Cartas al director
Frente al abandono, la juventud
Pertenezco a una generación troquelada en la penumbra. Nacimos entre los rescoldos de la crisis de 2008, maduramos intramuros por la reclusión de la pandemia y hoy afrontamos el porvenir desde la precariedad laboral, inmersos en una sociedad sedada por el consumo efímero y la superficialidad de la polarización política. Nos creyeron la juventud del desencanto: almas a la deriva en un páramo sin vocación ni arraigo. Mas la historia, trágica y redentora, ha venido a quebrantar nuestra anestesia.
Los aciagos sucesos del pasado 30 de julio en la frontera de Ceuta operaron como el relámpago que rasga el velo de la noche. Ante la inacción de los poderes públicos, que dejan inerme a la ciudadanía ceutí, un pulso atávico ha disipado nuestro letargo. Lo que el cálculo político juzgó como resignación no era sino el espeso silencio que precede a la tormenta.
No corre por nuestras venas la apatía que pretendieron inculcarnos, sino el pulso estoico de una nación. Reaparece en nosotros el senequismo imperturbable que enseñó a Quevedo a contemplar con noble desengaño los muros desmantelados de la patria y la entereza cervantina frente al infortunio. España constituye una constante histórica de redención cuando sus gobernantes flaquean: es el eco indómito de Viriato en las sierras, la firmeza implacable de María Pita en el adarve y el arrojo trágico de Daoíz en Monteleón. El pueblo hispano jamás ha precisado la venia de sus élites para velar por la integridad de su suelo.
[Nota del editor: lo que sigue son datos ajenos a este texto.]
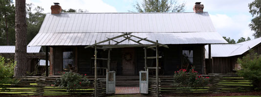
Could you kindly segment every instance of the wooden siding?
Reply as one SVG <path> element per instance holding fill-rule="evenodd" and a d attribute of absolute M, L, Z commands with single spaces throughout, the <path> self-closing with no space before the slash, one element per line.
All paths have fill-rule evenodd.
<path fill-rule="evenodd" d="M 54 47 L 54 75 L 59 75 L 59 72 L 63 71 L 63 47 L 56 46 Z"/>
<path fill-rule="evenodd" d="M 164 50 L 164 75 L 173 75 L 180 68 L 182 50 L 180 45 L 169 45 L 169 49 Z"/>
<path fill-rule="evenodd" d="M 78 71 L 81 74 L 92 75 L 91 58 L 94 58 L 93 49 L 85 49 L 84 46 L 78 47 Z"/>
<path fill-rule="evenodd" d="M 203 67 L 203 46 L 196 46 L 193 50 L 193 64 L 195 66 L 195 70 L 199 74 L 202 73 Z"/>

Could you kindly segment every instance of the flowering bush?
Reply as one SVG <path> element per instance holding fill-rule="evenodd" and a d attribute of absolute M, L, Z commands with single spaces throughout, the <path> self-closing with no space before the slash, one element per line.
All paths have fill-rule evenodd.
<path fill-rule="evenodd" d="M 174 85 L 188 91 L 206 86 L 209 83 L 209 77 L 203 77 L 202 75 L 198 75 L 197 72 L 194 70 L 194 68 L 195 67 L 192 67 L 189 71 L 181 69 L 175 71 Z"/>
<path fill-rule="evenodd" d="M 242 69 L 237 72 L 239 76 L 251 80 L 255 89 L 261 90 L 261 55 L 253 52 L 238 59 Z"/>
<path fill-rule="evenodd" d="M 71 72 L 61 73 L 62 77 L 55 81 L 54 85 L 66 89 L 67 92 L 74 93 L 77 89 L 90 83 L 86 74 L 83 76 Z"/>

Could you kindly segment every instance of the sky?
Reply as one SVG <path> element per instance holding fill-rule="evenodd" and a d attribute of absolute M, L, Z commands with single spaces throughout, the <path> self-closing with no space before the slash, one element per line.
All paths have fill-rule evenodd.
<path fill-rule="evenodd" d="M 208 12 L 221 36 L 230 37 L 236 41 L 241 37 L 254 39 L 254 32 L 248 26 L 253 18 L 249 13 L 248 3 L 254 0 L 177 0 L 186 4 L 185 12 L 193 12 L 196 2 L 204 4 L 204 12 Z M 129 12 L 135 11 L 133 5 L 142 0 L 26 0 L 35 6 L 42 6 L 44 13 L 51 12 L 53 2 L 59 2 L 63 9 L 87 10 L 89 12 Z"/>

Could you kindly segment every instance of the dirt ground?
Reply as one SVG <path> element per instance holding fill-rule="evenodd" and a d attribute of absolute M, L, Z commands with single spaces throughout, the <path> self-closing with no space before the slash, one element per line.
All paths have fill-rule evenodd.
<path fill-rule="evenodd" d="M 215 97 L 215 96 L 261 96 L 261 92 L 241 92 L 241 93 L 218 93 L 218 94 L 206 94 L 206 93 L 191 93 L 191 94 L 183 94 L 183 93 L 162 93 L 162 97 Z M 90 97 L 84 95 L 81 96 L 17 96 L 17 95 L 0 95 L 0 97 Z M 149 95 L 144 95 L 140 94 L 126 94 L 126 95 L 112 95 L 109 97 L 151 97 Z"/>

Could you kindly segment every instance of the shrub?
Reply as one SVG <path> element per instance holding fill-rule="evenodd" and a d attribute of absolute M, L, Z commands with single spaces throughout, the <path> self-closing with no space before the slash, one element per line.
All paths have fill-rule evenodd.
<path fill-rule="evenodd" d="M 89 85 L 90 82 L 86 76 L 71 72 L 63 72 L 62 77 L 55 81 L 54 85 L 66 89 L 67 92 L 75 93 L 75 90 L 82 86 Z"/>
<path fill-rule="evenodd" d="M 238 70 L 237 73 L 239 76 L 251 80 L 255 89 L 261 90 L 261 55 L 250 52 L 238 59 L 242 69 Z"/>
<path fill-rule="evenodd" d="M 17 81 L 13 78 L 14 76 L 14 68 L 16 63 L 10 59 L 5 59 L 0 56 L 0 85 L 3 84 L 14 84 Z M 0 85 L 0 88 L 6 89 L 4 85 Z"/>
<path fill-rule="evenodd" d="M 195 67 L 193 67 L 188 71 L 182 69 L 175 71 L 174 85 L 179 87 L 178 90 L 189 91 L 193 89 L 206 86 L 209 83 L 209 77 L 203 77 L 198 75 L 194 68 Z"/>

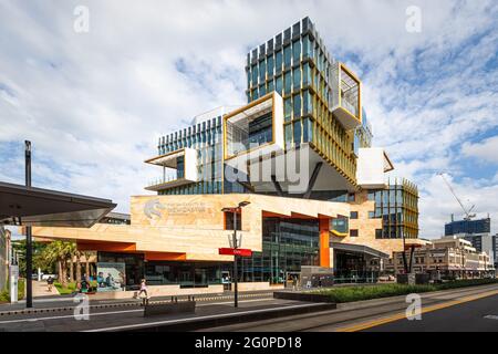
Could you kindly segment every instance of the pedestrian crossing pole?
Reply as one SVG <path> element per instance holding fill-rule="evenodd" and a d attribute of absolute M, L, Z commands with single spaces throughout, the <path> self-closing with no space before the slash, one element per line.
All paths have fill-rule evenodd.
<path fill-rule="evenodd" d="M 31 187 L 31 142 L 24 142 L 24 159 L 25 159 L 25 186 Z M 25 228 L 25 306 L 31 309 L 33 306 L 33 244 L 31 227 Z"/>

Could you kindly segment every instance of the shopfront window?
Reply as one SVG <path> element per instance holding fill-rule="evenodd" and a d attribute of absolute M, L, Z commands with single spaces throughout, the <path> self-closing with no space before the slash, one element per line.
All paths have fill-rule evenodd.
<path fill-rule="evenodd" d="M 282 283 L 302 266 L 319 264 L 318 220 L 264 218 L 262 252 L 239 258 L 241 281 Z"/>

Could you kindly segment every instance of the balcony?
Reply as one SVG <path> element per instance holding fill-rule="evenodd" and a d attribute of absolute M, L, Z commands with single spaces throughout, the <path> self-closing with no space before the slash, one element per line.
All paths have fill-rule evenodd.
<path fill-rule="evenodd" d="M 163 176 L 149 181 L 146 190 L 159 191 L 198 181 L 197 152 L 181 148 L 165 155 L 149 158 L 146 164 L 163 167 Z"/>
<path fill-rule="evenodd" d="M 382 147 L 359 149 L 356 180 L 360 187 L 365 189 L 385 188 L 385 173 L 393 169 L 394 166 Z"/>
<path fill-rule="evenodd" d="M 342 63 L 332 69 L 332 112 L 346 131 L 362 123 L 361 82 Z"/>
<path fill-rule="evenodd" d="M 243 169 L 245 162 L 283 150 L 283 100 L 276 92 L 224 118 L 225 162 Z"/>

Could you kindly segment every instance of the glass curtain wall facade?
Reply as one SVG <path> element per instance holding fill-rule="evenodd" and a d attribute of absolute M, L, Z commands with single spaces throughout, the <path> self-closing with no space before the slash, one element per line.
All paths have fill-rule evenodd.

Ese espíritu combativo, de resonancias trágicas y míticas, renace hoy en la juventud para sacudirse dos décadas de pesadumbre. No nos mueve la inercia, sino un acendrado amor a la patria y el deber ineludible de custodiar su soberanía. Por ello, este 2 de septiembre alzaremos la voz en las calles en defensa de la españolidad de Ceuta y la dignidad de nuestro pueblo.
Ha llegado la hora de transmutar la melancolía en fuego y la postración en vanguardia. A quienes daban por extinto el espíritu de la juventud española, les respondemos desde la hondura de nuestra historia: España no se extingue en el olvido, se reencarna en sus hijos.